The main message from our analysis is NOT that delays or reversal in tariff reduction sequences are in general justified; it is just that in certain qualifying circumstances they may be. The model highlights a necessary condition for this surprising result: that the tariff freeze option must be associated with cost-effective cost reductions that contain sufficient externalities.

APPENDIX

1. FORMAL PROPERTIES OF THE GENERAL LINEAR IMPERFECT COMPETITION MODEL

The “workhorse” trade model has representative firms facing linear, downward-sloping (inverse) demand functions and constant marginal costs defined on period rates of output, X. We can write these functions as:

(1) AR (average revenue) = A – (S/2)X, whence:

(2) TR (total revenue) = AX – (S/2)X2, and

(3)MR (marginal revenue) = A – SX, and

(4) MC (marginal cost) = C.

The parameters A (the choke-off price), S (the slope of MC) and C (the initial, constant marginal cost) are all given until varied or endogenised in this set-up. We need (A,S) positive, X non-negative and (A>C). Furthermore, the business goal is one of simple profit maximization, until this is also varied, as it can be (unlike perfect competition models where no variation in the maximand is permissible).
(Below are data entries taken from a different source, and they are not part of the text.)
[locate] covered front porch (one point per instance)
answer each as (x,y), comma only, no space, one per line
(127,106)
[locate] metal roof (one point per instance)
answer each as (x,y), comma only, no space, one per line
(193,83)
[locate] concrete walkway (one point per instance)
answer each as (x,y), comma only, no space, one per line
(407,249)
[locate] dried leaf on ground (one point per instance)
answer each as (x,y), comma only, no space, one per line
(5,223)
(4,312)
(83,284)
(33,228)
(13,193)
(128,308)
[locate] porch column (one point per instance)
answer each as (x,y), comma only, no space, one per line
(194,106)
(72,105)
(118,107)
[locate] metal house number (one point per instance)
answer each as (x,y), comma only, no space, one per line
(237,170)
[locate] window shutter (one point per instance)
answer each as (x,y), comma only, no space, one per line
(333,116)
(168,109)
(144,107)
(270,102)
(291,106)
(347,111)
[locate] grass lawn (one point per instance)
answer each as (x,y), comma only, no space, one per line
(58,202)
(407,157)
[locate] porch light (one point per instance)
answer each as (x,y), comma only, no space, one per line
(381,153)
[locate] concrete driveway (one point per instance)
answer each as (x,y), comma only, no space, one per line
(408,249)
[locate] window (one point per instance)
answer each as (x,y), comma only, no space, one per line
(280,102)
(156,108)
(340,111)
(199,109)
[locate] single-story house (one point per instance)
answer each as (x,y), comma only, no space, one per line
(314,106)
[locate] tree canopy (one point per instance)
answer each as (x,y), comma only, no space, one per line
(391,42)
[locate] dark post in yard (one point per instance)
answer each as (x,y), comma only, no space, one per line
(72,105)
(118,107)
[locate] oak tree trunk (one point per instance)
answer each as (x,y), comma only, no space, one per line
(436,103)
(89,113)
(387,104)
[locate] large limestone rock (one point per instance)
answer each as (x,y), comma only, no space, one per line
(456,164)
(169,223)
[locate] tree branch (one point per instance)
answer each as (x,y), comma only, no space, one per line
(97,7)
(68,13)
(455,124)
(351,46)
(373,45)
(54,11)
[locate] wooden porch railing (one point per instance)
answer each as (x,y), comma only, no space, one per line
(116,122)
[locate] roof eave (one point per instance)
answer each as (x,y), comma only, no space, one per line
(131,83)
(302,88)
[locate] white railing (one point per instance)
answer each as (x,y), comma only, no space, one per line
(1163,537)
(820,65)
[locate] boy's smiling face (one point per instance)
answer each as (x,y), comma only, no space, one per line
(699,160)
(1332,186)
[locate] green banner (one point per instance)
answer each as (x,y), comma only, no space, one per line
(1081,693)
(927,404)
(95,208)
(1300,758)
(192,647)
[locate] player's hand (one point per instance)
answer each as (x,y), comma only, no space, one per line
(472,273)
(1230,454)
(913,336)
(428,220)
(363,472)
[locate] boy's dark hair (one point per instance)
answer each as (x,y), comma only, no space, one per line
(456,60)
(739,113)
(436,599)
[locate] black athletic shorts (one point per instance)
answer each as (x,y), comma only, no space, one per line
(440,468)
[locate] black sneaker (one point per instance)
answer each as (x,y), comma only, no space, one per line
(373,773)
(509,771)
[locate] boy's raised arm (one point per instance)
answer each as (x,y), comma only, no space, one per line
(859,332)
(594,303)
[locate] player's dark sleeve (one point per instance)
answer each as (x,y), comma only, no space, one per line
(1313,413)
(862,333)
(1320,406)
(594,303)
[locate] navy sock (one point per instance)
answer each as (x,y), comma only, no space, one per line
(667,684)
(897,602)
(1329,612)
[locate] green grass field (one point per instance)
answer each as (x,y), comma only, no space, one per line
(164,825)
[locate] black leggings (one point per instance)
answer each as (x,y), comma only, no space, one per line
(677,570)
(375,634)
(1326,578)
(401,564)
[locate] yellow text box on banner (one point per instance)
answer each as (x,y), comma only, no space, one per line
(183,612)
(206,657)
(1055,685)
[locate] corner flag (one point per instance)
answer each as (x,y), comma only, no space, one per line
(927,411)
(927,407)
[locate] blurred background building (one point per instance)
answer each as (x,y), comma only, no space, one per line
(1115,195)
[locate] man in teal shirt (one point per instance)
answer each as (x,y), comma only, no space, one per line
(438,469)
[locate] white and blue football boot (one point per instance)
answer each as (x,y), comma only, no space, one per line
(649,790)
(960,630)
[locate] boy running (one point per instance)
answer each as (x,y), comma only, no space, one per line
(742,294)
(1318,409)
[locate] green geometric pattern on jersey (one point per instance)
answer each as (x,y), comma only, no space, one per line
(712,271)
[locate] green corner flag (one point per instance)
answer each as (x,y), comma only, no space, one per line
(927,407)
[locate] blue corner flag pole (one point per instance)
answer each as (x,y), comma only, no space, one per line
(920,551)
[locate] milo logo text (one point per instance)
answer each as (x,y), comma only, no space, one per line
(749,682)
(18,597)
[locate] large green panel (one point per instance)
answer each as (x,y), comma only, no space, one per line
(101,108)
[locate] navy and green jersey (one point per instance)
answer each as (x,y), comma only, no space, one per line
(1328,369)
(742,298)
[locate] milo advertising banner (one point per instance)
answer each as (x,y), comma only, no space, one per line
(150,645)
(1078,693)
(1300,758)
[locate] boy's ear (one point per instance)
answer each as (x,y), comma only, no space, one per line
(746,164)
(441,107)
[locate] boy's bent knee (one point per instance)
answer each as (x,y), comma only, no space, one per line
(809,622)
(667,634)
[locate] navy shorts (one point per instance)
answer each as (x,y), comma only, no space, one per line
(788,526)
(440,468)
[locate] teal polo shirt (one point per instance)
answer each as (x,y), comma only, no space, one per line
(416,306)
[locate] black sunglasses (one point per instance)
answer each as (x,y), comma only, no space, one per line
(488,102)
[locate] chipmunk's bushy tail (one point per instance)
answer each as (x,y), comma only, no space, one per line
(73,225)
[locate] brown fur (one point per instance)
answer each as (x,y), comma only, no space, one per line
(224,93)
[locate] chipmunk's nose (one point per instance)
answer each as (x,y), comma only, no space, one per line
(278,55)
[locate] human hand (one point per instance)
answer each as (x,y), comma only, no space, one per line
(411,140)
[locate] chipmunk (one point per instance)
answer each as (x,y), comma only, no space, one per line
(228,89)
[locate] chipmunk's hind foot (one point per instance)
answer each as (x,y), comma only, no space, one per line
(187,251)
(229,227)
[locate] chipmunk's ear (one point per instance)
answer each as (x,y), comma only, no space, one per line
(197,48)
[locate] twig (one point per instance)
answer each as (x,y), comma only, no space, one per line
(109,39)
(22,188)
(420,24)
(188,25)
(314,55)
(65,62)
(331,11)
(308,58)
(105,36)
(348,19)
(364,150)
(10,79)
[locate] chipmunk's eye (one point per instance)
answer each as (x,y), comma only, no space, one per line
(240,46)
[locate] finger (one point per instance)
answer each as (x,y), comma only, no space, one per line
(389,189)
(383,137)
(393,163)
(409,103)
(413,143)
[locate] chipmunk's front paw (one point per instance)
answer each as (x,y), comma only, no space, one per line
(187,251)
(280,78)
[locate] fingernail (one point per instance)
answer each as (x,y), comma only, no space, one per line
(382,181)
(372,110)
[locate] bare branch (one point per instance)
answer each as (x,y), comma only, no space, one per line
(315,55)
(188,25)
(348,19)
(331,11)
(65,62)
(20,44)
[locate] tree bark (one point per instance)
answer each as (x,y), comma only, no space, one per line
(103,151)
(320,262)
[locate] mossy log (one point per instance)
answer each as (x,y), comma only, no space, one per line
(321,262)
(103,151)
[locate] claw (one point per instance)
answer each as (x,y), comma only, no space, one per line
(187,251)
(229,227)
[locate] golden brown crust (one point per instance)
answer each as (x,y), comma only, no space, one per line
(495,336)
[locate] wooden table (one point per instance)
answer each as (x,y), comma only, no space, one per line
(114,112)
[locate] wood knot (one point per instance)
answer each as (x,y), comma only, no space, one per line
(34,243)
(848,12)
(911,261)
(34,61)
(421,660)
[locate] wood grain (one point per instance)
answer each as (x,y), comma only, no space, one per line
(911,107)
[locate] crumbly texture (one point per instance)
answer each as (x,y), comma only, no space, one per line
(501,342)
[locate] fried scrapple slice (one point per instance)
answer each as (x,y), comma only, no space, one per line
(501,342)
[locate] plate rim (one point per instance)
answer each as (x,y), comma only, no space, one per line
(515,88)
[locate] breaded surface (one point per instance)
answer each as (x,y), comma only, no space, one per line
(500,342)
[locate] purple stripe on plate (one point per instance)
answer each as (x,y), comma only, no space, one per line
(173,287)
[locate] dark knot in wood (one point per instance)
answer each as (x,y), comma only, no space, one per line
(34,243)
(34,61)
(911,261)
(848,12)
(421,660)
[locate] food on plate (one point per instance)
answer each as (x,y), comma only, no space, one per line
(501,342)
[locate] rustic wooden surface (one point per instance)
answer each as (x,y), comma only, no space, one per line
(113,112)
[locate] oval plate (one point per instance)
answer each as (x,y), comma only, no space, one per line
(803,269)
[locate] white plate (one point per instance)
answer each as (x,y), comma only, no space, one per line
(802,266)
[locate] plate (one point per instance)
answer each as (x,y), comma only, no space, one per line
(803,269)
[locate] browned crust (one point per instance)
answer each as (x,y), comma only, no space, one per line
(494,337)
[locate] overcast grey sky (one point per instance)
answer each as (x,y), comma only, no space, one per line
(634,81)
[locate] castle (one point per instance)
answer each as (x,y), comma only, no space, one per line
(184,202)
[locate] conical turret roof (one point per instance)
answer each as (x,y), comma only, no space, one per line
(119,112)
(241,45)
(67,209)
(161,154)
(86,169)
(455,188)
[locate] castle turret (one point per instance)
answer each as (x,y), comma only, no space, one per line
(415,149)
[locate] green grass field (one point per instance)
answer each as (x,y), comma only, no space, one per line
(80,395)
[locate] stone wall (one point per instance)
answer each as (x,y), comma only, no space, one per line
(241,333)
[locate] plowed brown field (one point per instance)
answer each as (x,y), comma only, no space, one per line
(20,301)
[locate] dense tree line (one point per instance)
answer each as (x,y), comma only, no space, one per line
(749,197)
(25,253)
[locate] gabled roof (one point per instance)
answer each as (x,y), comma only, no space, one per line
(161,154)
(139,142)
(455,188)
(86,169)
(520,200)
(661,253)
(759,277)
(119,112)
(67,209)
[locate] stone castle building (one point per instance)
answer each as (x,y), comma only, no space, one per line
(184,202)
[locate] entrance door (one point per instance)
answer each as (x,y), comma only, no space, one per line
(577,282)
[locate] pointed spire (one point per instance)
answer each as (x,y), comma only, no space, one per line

1a. Basic Propositions A: with given demand and cost functions

A.1: Profit maximisation implies MR=MC, or (3)=(4), which means A-SX=C or

(5) X* = (A-C)/S, using * to denote optimal values. Note that the second-order condition for a maximization is immediately satisfied with (-S)<0 (the output derivative of MC). To ensure this optimal rate of output applies to them, firms charge the corresponding optimal price (P*) derived by substituting X* into the demand function (1), whence we get

(6)P* = (A+C)/2, which is property A.1.

Notice four important properties of this optimal price solution specific to GLIC:

(i) A.1 implies (A-P*) = (P*-C), the optimal price-midpoint theorem: P* always bisects the interval (A-C);

(ii) P* requires ONLY knowledge of A and C: the slope coefficient of the demand function is irrelevant to the price solution and price effects under all uses of the model;

(iii) the ordinary price elasticity of demand (oped), or (e), is simply

(7)e=-[(A+C)/(A-C)][7], so once more the slope/position of the demand curve is not needed for analysis: just knowing A and C suffices, as it does to determine P*; and

(iv) writing the price-cost margin, M as (P*-C) [=A-P*], the Lerner index of monopoly power (LIMP)[8] is simply expressed as

(8)LIMP = (P*-C)/P* = [(A-C)/(A+C)] which is always -1/(7) = -1/e.